First, let me congratulate you on choosing some really great speakers. I own both the Dirty Weekend Specials (in the office system) and also the Soul Superfly in the main system.
So, what you have are somewhat specialized speakers because they are an easy load on the amplifier and very high efficiency. They are also very revealing of the electronics that drive them which means that getting the most out of them requires pairing down the electronics to the minimum. If we consider that every component (tube, transistor, resistor, capacitor, volume control, interconnect cable, jack & plug) that the signal goes through alters it in some way (adds noise and distortion), even slightly, then we can begin to appreciate that the less we manipulate the signal, the cleaner the output to the speakers. Another way of saying it is that the signal will never be more perfect than it is at the output of the CD player or phono stage, so the goal is simply to amplify that signal to the point that it drives the speakers to listening levels.
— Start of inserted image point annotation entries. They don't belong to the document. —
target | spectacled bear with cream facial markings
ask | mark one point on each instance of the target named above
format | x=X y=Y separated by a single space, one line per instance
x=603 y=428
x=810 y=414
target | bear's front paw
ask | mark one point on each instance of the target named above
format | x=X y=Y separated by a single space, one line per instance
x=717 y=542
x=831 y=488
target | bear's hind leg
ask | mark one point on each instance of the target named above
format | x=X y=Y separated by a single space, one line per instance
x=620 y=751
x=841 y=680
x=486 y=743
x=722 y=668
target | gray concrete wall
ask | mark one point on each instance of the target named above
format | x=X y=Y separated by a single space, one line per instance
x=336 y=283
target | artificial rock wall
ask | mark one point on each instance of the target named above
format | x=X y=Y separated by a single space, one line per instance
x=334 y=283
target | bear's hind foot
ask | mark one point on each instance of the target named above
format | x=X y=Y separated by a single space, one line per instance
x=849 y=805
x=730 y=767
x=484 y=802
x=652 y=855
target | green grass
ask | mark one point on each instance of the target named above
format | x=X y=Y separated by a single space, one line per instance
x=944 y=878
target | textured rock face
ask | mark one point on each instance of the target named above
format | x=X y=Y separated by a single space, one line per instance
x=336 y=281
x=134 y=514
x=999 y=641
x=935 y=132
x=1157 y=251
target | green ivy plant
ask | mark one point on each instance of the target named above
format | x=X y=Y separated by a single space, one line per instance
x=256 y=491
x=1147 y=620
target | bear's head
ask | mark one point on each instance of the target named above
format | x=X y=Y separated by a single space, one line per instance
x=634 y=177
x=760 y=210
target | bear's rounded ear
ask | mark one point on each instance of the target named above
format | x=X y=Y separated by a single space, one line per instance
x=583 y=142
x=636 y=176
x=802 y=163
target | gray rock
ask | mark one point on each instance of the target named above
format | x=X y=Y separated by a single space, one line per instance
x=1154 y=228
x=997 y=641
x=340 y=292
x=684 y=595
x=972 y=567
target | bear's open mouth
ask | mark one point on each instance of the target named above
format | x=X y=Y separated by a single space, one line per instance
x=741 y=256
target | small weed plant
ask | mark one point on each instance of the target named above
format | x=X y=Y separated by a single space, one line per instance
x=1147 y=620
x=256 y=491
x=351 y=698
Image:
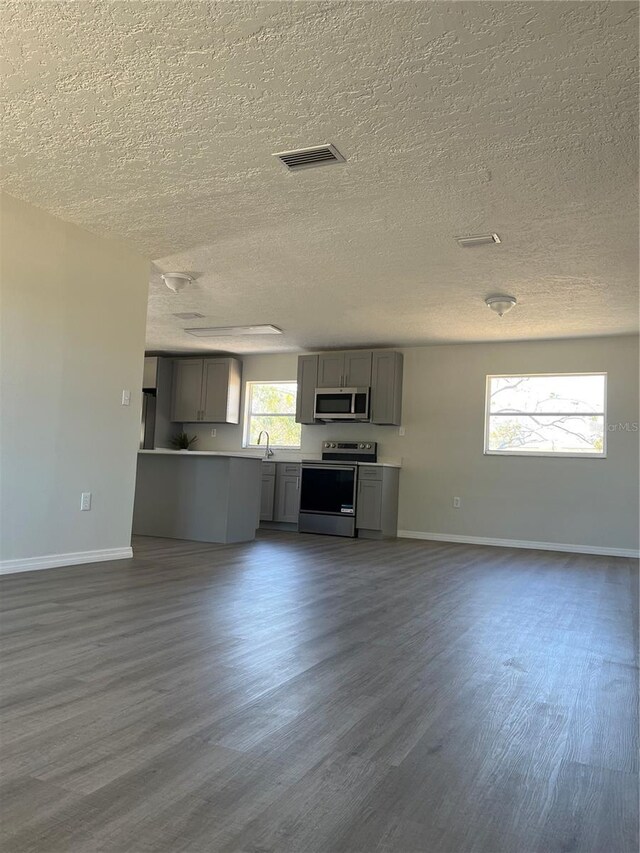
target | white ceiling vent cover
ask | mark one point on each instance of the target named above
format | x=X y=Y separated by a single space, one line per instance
x=306 y=158
x=478 y=240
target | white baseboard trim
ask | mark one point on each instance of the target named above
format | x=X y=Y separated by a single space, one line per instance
x=51 y=561
x=519 y=543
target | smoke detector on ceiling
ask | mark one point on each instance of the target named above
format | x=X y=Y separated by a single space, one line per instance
x=176 y=280
x=306 y=158
x=477 y=240
x=501 y=304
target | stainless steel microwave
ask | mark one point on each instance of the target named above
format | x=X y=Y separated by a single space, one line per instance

So what does that mean in the real world? Since all that each of us can do is comment on our own experiences, I will tell you what I have done. For the main system using the Soul Superfly speakers the entire signal chain from the output of the CD player is: cable/jack - volume control - driver/voltage amp tube - EML 320B output tube - output transformer- cable - Zu speakers. OK, let's decipher that. The signal from the CD player goes by interconnect to the volume control on the amplifier; that attenuated signal is fed to the tube that amplifies the voltage necessary to drive the output tube to clipping; the amplified signal is fed to the grid of the output tube by direct coupling (no capacitor); the output tube works into the single ended output transformer which converts the high impedance of the triode into the low impedance (16 ohms) that the speaker needs.
Consider the signal chain: one interconnect, volume control, one driver tube, one output tube, output transformer, cable, speakers. That's the entire signal chain from CD player to speakers. There are no superfluous stages, no buffers, no extra stages of amplification that will simply be attenuated in the volume control, and all that adds up to a lack of noise and distortion in the signal chain.
So that's my recommendation: reduce the number of amplification stages, reduce the number of components the signal goes through, reduce the number of interconnects and with each reduction of an unnecessary component you are making the signal cleaner and clearer. These speakers sing with a high quality source into a single ended triode amp that is two stages: driver tube and output tube with a volume control at the input. Naturally, direct coupling between the two stages is preferred since that eliminates one capacitor in the signal chain.
I would suggest you experiment. If the volume control on the CD player can attenuate the signal in the digital domain without corrupting the signal, then use that directly into your Class D amp with the volume control maxed. Now try maxing the volume on the CD player and using the volume control on the Class D amp. Which sounds better? Eventually, you should get a two stage SET amp to try since they can be extremely transparent.